Des solutions qui créaient la polémique
Le représentant de la Fondation Brigitte Bardot, Didier Derand, conteste en justice les prélèvements décidés par le préfet. "C'est l'ONG Sea Shepherd influente internationalement qui reprend le dossier, parce qu'il faut une sensibilisation mondiale contre le massacre organisé des requins ". Selon Sea Shepherd, la pérennité des populations est en danger et cela menace la stabilité des écosystèmes marins. De son côté, le conseil régional de La Réunion se dit prêt à financer des ballons aériens, équipés de caméras de surveillance et de moyens d'alertes, lorsqu'ils détectent des mouvements dans l'eau. La commune de Saint-Paul opte pour les drumlines, des pièges fixes immergés, équipés d'hameçons.

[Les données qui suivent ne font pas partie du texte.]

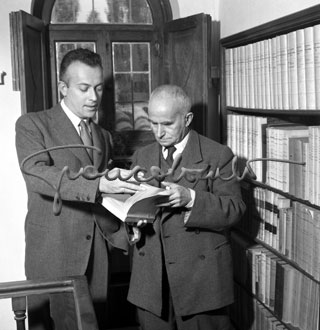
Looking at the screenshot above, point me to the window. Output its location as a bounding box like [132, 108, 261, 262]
[112, 42, 151, 131]
[51, 0, 152, 24]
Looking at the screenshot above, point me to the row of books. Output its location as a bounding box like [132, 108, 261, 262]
[231, 284, 289, 330]
[238, 187, 320, 281]
[225, 25, 320, 110]
[227, 114, 320, 205]
[227, 114, 267, 182]
[232, 235, 320, 330]
[266, 126, 320, 205]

Actuellement en négociation avec le préfet, sur le montant de l'indemnisation allouée aux pêcheurs agréés pour capturer les 90 spécimens tigres et bouledogues, destinés aux études scientifiques concernant la ciguatera, le président du comité régional des pêches, Jean-René Enilorac est dubitatif. "Même si le risque ciguatera est levé, je ne suis pas sûr que les Réunionnais dégusteront de nouveau du requin. Qui acceptera de manger un poisson, en imaginant qu'il a peut-être dévoré un humain? "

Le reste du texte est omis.